Both the TEXT and SOFT trials randomly assigned premenopausal women with hormone- sensitive breast cancer to treatment with exemestane plus ovarian function suppression for 5 years or to tamoxifen plus ovarian function suppression for 5 years. The two trials were designed to be complementary. They were conducted over the same time period, in the same general population, and have these two treatments in common. Combining them brings the results to doctors and patients sooner than if they were presented separately.
Ovarian function suppression has been used for decades as a breast cancer treatment for premenopausal women, though whether it adds benefit when combined with other treatments is still uncertain. In these trials ovarian function suppression is combined with either tamoxifen or exemestane. In premenopausal women use of an aromatase inhibitor like exemestane requires suppression of estrogen produced by the ovaries. In TEXT and SOFT, ovarian function suppression was achieved by use of monthly injections of the GnRH agonist triptorelin, surgical removal of both ovaries, or radiation therapy to the ovaries.
"These results provide a new treatment option for young women with hormone-sensitive breast cancer. The trials demonstrate that an aromatase inhibitor, previously recommended only for postmenopausal women, is also effective for premenopausal women when combined with ovarian function suppression," said study co-chair Olivia Pagani, M.D., Breast Unit Clinical Director at the Oncology Institute of Southern Switzerland in Bellinzona, Switzerland. "As a physician who routinely recommends ovarian function suppression as adjuvant therapy for some young patients, these results will change my practice. I will combine ovarian function suppression with an aromatase inhibitor rather than with tamoxifen."

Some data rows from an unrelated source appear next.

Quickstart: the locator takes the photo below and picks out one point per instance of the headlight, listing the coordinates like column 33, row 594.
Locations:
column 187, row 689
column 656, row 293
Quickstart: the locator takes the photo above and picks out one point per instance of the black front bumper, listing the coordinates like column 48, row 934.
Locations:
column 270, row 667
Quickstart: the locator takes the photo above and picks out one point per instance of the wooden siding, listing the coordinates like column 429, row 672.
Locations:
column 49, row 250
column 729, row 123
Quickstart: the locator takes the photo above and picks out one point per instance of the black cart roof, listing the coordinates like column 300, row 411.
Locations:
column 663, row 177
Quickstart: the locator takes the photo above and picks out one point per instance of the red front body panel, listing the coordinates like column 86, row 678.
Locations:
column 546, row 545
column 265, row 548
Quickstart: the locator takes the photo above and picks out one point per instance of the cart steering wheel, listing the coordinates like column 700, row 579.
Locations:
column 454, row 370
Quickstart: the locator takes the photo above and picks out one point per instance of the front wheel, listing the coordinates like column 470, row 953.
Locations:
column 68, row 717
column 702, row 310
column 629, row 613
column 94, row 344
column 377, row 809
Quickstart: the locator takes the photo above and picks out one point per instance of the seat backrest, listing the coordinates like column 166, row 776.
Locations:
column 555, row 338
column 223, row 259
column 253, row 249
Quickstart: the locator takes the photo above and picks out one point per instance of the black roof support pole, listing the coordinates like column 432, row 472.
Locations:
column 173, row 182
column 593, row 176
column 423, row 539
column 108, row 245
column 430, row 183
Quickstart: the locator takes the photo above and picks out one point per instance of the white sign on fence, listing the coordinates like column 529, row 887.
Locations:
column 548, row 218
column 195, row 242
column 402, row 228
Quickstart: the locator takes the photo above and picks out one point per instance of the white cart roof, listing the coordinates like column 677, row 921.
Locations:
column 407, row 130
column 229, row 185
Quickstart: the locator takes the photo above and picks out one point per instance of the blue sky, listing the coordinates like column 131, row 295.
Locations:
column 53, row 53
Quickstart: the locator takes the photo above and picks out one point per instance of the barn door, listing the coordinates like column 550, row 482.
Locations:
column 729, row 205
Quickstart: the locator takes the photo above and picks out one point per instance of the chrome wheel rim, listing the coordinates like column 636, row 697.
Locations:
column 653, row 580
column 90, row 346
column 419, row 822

In addition to assessing the effectiveness of the treatments at reducing recurrence, patient- reported quality of life assessments were collected throughout the 5 years as well as physician-reported side effects. "As clinicians we should be reassured that, in the two treatments studied, the patient-reported quality of life results were similar overall, as was the frequency of severe side effects," said study co-chair Barbara Walley, M.D., Medical Oncologist at the Tom Baker Cancer Centre in Calgary, Canada. "The side effects reported in this premenopausal population are similar to those in postmenopausal women in which tamoxifen and aromatase inhibitors are widely prescribed." Follow-up of the young women participating in the trials continues, to assess long-term prognosis, tolerability and side effects.
The TEXT and SOFT trials are phase III, randomized clinical trials that enrolled 2,672 and 3,066 premenopausal women with hormone receptor-positive early breast cancer, respectively, between November 2003 and April 2011. Over 500 medical institutions from 27 countries enrolled women in the trials. In the two trials, 4,690 women were randomized to 5 years adjuvant treatment with exemestane+ovarian function suppression or with tamoxifen+ovarian function suppression and analyzed in the research presented. SOFT included a third treatment assignment, tamoxifen alone, which will be analyzed in late 2014. The women may also have received chemotherapy as part of adjuvant treatment, as decided with their doctor.
The trials were led by the International Breast Cancer Study Group (IBCSG), in partnership with the Breast International Group (BIG) and the North American Breast Cancer Group (NABCG), and supported by IBSCG, Pfizer, Ipsen and the U.S. National Cancer Institute (NCI).